Feature - Joe Hellerstein on cloud programming
Earlier this year, we discussed the possibilities raised by working with parallel programming languages in an interview with John Shalf. This week, iSGTW interviews Joe Hellerstein, the principle investigator for the Berkeley Orders Of Magnitude project, about cloud programming languages. Hellerstein is a professor of computer science at the University of California, Berkeley, where he focuses his work on data-centric systems and the ways in which they drive computing.
Why do we need a language for cloud programming, what makes a cloud programming language different from a parallel programming language, and how do cloud programming languages work? Read on for answers to these and other questions.
iSGTW: What is cloud programming?
Hellerstein: I think of “the cloud” as a new computing platform, the way that the PC or the mobile phone were new platforms when they were introduced. In general, a new platform takes off when creative software engineers find a way to exploit the unique properties that the platform offers.
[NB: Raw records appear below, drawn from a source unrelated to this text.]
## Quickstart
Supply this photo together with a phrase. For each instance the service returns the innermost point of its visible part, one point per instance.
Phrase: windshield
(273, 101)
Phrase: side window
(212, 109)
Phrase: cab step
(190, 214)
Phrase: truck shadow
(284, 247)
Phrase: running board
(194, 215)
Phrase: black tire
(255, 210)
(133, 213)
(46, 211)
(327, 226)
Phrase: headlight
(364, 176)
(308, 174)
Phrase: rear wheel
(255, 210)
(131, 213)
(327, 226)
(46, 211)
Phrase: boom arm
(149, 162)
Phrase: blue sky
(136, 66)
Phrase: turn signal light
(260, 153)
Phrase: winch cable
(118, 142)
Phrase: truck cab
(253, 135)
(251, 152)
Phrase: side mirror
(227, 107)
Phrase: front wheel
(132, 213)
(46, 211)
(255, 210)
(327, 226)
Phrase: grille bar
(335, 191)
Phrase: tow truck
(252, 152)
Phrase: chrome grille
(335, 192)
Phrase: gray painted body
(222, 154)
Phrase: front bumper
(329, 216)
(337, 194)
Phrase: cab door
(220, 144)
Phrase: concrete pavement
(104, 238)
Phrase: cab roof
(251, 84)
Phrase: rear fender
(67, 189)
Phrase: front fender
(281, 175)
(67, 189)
The unique property of cloud computing is to commoditize programmer access to thousands of CPUs and disks.
The next step for cloud computing is to enable creative people to translate their ideas for the platform into reality, by providing a programming environment.
iSGTW: Why do programmers need cloud programming?
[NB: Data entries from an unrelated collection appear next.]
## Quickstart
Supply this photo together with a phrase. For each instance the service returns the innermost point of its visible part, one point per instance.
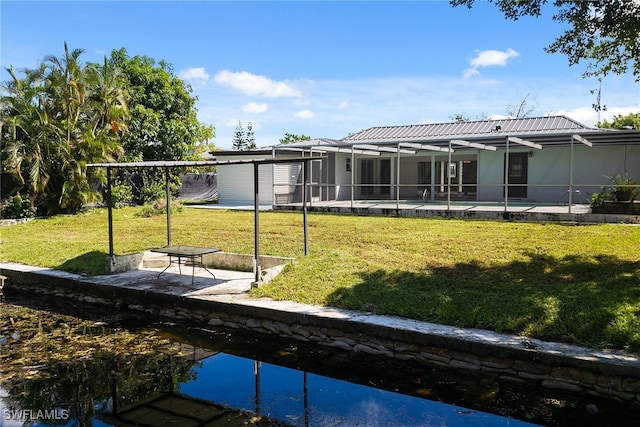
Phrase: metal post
(256, 225)
(305, 165)
(168, 189)
(449, 179)
(110, 215)
(353, 168)
(398, 178)
(571, 175)
(506, 176)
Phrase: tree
(163, 123)
(605, 32)
(49, 135)
(290, 137)
(64, 114)
(629, 121)
(243, 140)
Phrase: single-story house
(538, 160)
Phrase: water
(200, 375)
(301, 398)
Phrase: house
(539, 160)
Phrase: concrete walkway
(232, 287)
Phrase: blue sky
(325, 69)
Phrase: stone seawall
(547, 365)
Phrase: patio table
(191, 254)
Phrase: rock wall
(552, 370)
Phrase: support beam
(305, 166)
(168, 195)
(424, 147)
(256, 226)
(110, 215)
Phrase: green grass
(575, 284)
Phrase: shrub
(597, 199)
(17, 207)
(159, 207)
(121, 194)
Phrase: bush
(17, 207)
(121, 194)
(597, 199)
(159, 207)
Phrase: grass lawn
(575, 284)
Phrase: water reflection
(101, 370)
(304, 399)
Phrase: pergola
(167, 166)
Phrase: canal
(64, 364)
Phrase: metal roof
(552, 125)
(193, 163)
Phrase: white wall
(235, 184)
(548, 179)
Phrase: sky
(326, 69)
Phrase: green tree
(163, 123)
(47, 136)
(290, 137)
(243, 140)
(606, 33)
(629, 121)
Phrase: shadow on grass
(593, 301)
(92, 263)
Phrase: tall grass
(577, 284)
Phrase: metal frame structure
(168, 165)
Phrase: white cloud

Hellerstein: Of course it’s possible to write cloud software with existing programming environments and languages. That’s precisely what goes on inside large clusters at the big hosted services. The problem is that the environments at hand today were designed for single-node programming, and using them to write scalable, robust cloud services is incredibly difficult. As a result, there are very few programmers with the competency to write cloud services that take advantage of the platform’s potential. And even those programmers are only a fraction as productive as they could be. In general, the potential for creativity in developing new technologies on the cloud is being stymied by an inability to quickly write software, learn from the experience, and move forward.
iSGTW: How does cloud programming differ from parallel programming?
Hellerstein: Parallel computation is certainly a big part of the intellectual hurdle in cloud programming. Cloud programming requires programmers to manage not only parallelism, but also the way it interacts with the complexities of distributed computing and database management. Because a cloud platform is made up of clusters of thousands of machines, the platform per se displays component failures on a regular basis. So in addition to parallelism, the programmer has to deal with node failures and large variations in compute and messaging speeds. And it’s likely that any service that uses thousands of CPUs will also manage terabytes to petabytes of storage. For both technical and economic reasons, this typically requires today’s programmers to cobble together custom solutions for data management: dealing with data replication and consistency, and writing custom data analysis and transformation logic.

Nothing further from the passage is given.